Data Structures Summary

The problem we are presented: Given a stream of data, retrieve(搜索) information of interest.

All of the data structures we have discussed so far have been to solve the search problem. How you might ask? Each of the data structures we’ve learned are used for storing information in schemes that make searching efficient in specific scenarios.

Remember that these are Abstract Data Types. This means that we define the behavior, not the implementation

the possible implementations in previous chapters for Abstract Data Types above

Chaining HT: Chaining Hash table

we have devised in earlier chapters can be used in implementing many different ADTs. You’ll also notice the red colored implementations (meaning poor performance), telling us that not all implementations are optimal for the behavior we are trying to achieve.

Abstraction

Abstraction often happens in layers. Abstract Data Types can often contain two abstract ideas boiling down to one implementation. Let’s consider some examples:

  • If we remembered the Priority Queue ADT, we were attempting to find an implementation that would be efficient for PQ operations. We decided that our Priority Queue would be implemented using a Heap Ordered Tree, but as we saw we had several approaches (1A, 1B, 1C, 2, 3) of representing a tree for heaps.
  • A similar idea is an External Chaining Hash Table. This data structure is implemented using an array of buckets, but these buckets can be done using either an ArrayList, Resizing Array, Linked List, or BST.

These two examples tell us that we can often think of an ADT by the use of another ADT. And that Abstract Data Types have layers of abstraction, each defining a behavior that is more specific than the idea that came before it.

Tries

These will serve as a new implementation (from what we have previously learned) of a Set and a Map that has some special functionality for certain types of data and information.

Inventing the Trie

Here are some key ideas that we will use:

  • Every node stores only one letter
  • Nodes can be shared by multiple keys

Therefore, we can insert “sam”, “sad”, “sap”, “same”, “a”, and “awls” into a tree structure that contains single character nodes. An important observation to make is that most of these words share the same prefixes, therefore we can utilize these similarly structured strings for our structure. In other words we don’t store the same prefixes (e.g. “sa-”) multiple times.
Take a look at the graphic below to see how a trie would look like:


Tries work by storing each ‘character’ of our keys as a node. Keys that share common prefixes share the same nodes. To check if the trie contains a key, walk down the tree from the root along the correct nodes.

Since we are going to share nodes, we must figure out some way to represent which strings belong in our set and which don’t. We will solve this problem through marking the color of the last character of each string to be blue. Observe our final strategy below.

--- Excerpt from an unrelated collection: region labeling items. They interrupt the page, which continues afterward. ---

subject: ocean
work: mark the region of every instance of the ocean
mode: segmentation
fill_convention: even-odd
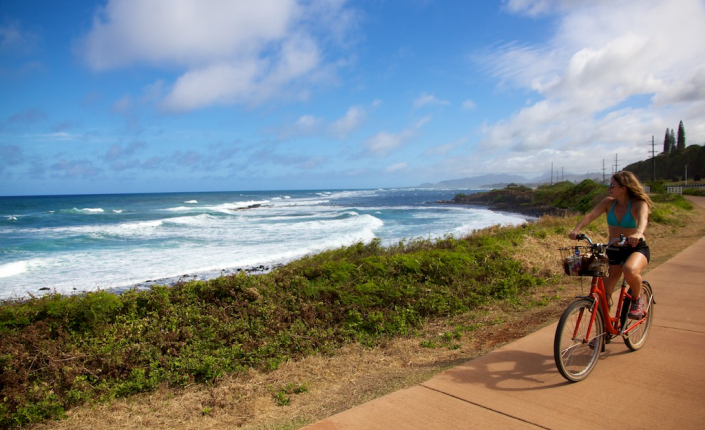
[[[526,216],[437,203],[468,190],[0,197],[0,299],[266,271],[379,238],[463,236]]]

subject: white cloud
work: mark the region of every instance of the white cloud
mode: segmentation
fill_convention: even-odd
[[[618,153],[623,167],[645,157],[652,134],[681,119],[686,130],[702,128],[705,45],[695,42],[705,40],[702,1],[512,0],[505,8],[555,14],[558,25],[545,43],[512,42],[484,58],[502,85],[535,99],[482,127],[480,149],[493,169],[542,171],[551,151],[593,170]]]
[[[392,164],[391,166],[384,169],[384,171],[387,173],[400,172],[400,171],[404,171],[404,170],[409,170],[409,164],[397,163],[397,164]]]
[[[424,117],[416,124],[402,130],[399,133],[389,133],[381,131],[365,142],[367,152],[374,156],[386,156],[390,152],[402,147],[409,140],[416,137],[418,131],[431,120],[431,117]]]
[[[132,108],[132,98],[129,95],[122,96],[113,103],[113,112],[126,113]]]
[[[261,103],[327,79],[321,45],[344,38],[350,15],[344,0],[110,0],[77,51],[96,71],[181,70],[168,110]]]
[[[40,38],[23,29],[17,22],[0,25],[0,53],[26,55],[34,50]]]
[[[345,116],[331,124],[331,132],[338,137],[345,137],[356,130],[365,120],[367,113],[359,106],[351,106]]]
[[[462,107],[465,110],[475,110],[477,108],[477,105],[472,100],[465,100],[462,104]]]
[[[420,95],[416,100],[414,100],[414,107],[415,108],[420,108],[423,106],[440,106],[440,105],[449,105],[450,102],[448,100],[441,100],[434,96],[433,94],[422,94]]]

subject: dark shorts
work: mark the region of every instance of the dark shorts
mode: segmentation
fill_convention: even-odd
[[[636,246],[610,246],[607,248],[607,258],[609,258],[610,264],[613,266],[624,266],[627,258],[635,252],[643,254],[647,262],[651,260],[649,246],[643,240],[640,240]]]

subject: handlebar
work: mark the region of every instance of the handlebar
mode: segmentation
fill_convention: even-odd
[[[626,243],[627,243],[627,238],[623,234],[620,234],[619,237],[615,237],[614,239],[610,240],[609,243],[607,243],[607,244],[593,243],[593,241],[587,235],[585,235],[583,233],[578,234],[576,236],[576,239],[586,241],[593,248],[608,247],[610,245],[615,245],[615,244],[617,246],[623,246],[623,245],[626,245]]]

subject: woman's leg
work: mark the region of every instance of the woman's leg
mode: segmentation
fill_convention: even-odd
[[[602,282],[605,284],[605,293],[607,297],[612,297],[614,288],[619,282],[619,277],[622,276],[622,266],[619,264],[610,264],[610,276],[607,278],[602,278]]]
[[[633,297],[641,296],[641,271],[646,268],[647,264],[649,264],[649,261],[640,252],[632,253],[627,258],[627,261],[624,262],[622,273],[624,273],[624,279],[632,289]]]

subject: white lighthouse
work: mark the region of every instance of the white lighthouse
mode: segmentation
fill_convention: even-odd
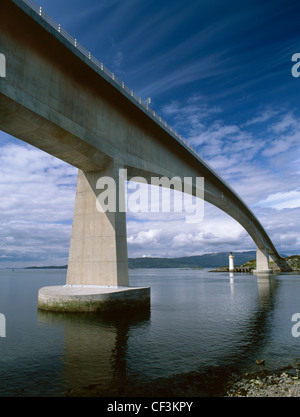
[[[234,256],[232,255],[232,252],[229,254],[229,272],[234,272]]]

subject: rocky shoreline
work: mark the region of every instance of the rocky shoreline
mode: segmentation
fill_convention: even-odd
[[[300,364],[270,372],[232,375],[225,397],[300,397]]]

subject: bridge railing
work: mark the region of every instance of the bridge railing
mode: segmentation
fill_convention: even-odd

Suppose we have inserted strings into our set and we end up with the trie above, we must figure out how searching will work in our current scheme. To search, we will traverse our trie and compare to each character of the string as we go down. Thus, there are only two cases when we wouldn’t be able to find a string; either the final node is white or we fall off the tree

  • contains(“sam”) : true, blue node
  • contains(“sa”) : false, white node
  • contains(“a”) : true, blue node
  • contains(“saq”) : false, fell off tree

Summary

A key takeaway is that we can often improve a general-purpose data structure when we add specificity to our problem, often by adding additional constraints. For example, we improved our implementation of HashMap when we restricted the keys to only be ASCII character, creating extremely efficient data structure.

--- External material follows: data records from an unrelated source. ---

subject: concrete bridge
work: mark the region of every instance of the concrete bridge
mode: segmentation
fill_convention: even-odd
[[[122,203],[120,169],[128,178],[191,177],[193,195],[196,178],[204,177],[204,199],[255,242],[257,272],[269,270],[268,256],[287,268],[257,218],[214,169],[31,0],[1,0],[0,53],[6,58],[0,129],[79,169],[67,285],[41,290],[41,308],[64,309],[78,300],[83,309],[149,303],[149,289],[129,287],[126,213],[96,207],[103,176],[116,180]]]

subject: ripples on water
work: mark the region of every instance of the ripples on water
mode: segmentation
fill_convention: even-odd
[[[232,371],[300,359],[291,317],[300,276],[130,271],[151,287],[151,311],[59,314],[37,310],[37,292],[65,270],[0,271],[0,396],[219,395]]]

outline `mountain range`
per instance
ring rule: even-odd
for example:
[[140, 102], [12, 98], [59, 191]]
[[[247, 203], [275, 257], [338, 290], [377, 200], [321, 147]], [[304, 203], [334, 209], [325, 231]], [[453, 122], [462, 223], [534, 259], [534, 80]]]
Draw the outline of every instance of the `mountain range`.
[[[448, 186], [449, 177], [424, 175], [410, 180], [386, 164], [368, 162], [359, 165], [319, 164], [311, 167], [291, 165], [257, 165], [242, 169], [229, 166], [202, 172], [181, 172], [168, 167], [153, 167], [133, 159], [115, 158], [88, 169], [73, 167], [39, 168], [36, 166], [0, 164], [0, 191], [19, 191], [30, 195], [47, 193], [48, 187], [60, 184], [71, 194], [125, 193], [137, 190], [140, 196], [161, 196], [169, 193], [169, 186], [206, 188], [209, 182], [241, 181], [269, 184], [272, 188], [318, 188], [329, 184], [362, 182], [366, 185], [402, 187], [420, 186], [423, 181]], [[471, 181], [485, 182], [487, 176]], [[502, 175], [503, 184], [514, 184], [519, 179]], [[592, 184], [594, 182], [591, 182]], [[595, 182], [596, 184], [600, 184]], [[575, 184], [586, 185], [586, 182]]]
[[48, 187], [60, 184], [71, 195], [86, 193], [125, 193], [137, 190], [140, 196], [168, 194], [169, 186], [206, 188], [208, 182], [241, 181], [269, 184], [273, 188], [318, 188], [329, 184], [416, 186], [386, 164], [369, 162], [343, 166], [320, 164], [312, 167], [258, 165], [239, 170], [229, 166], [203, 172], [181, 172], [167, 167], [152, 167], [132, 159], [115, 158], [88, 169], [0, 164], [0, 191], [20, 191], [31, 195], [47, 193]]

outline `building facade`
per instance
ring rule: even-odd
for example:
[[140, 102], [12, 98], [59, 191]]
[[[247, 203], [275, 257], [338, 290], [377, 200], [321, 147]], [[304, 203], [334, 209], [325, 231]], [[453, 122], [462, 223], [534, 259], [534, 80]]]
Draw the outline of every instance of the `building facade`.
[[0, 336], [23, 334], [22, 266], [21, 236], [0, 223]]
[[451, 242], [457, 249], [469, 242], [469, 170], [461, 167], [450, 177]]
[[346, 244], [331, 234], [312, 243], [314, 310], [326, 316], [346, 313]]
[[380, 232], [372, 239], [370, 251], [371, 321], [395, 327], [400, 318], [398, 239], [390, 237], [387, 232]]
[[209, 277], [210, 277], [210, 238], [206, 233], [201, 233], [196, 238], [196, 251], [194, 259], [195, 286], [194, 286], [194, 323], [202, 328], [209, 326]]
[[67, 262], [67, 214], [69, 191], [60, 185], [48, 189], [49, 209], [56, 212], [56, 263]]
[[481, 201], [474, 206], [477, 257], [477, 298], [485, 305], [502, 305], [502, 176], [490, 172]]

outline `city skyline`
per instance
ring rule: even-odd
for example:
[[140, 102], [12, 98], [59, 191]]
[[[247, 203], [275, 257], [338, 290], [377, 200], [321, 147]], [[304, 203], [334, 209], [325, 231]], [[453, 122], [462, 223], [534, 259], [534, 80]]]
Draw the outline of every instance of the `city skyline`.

  • There is a distinction between ADTs and specific implementations.As an example, Disjoint Sets is an ADT: any Disjoint Sets has the methods connect(x, y) and isConnected(x, y) . There are four different ways to implement those methods: Quick Find, Quick Union, Weighted QU, and WQUPC.
  • The Trie is a specific implementation for Sets and Maps that is specialized for strings.
    • We give each node a single character and each node can be a part of several keys inside of the trie.
    • Searching will only fail if we hit an unmarked node or we fall off the tree
    • Short for Retrieval tree, almost everyone pronounces it as “try” but Edward Fredkin suggested it be pronounced as “tree”(命名规则)

Implementation

Approach 1

We’ll take a first approach with the idea that each node stores a letter, its children, and a color. Since we know each node key is a character, we can use our DataIndexedCharMap class we defined earlier to map to all of a nodes’ children. Remember that each node can have at most the number of possible characters as its number of children.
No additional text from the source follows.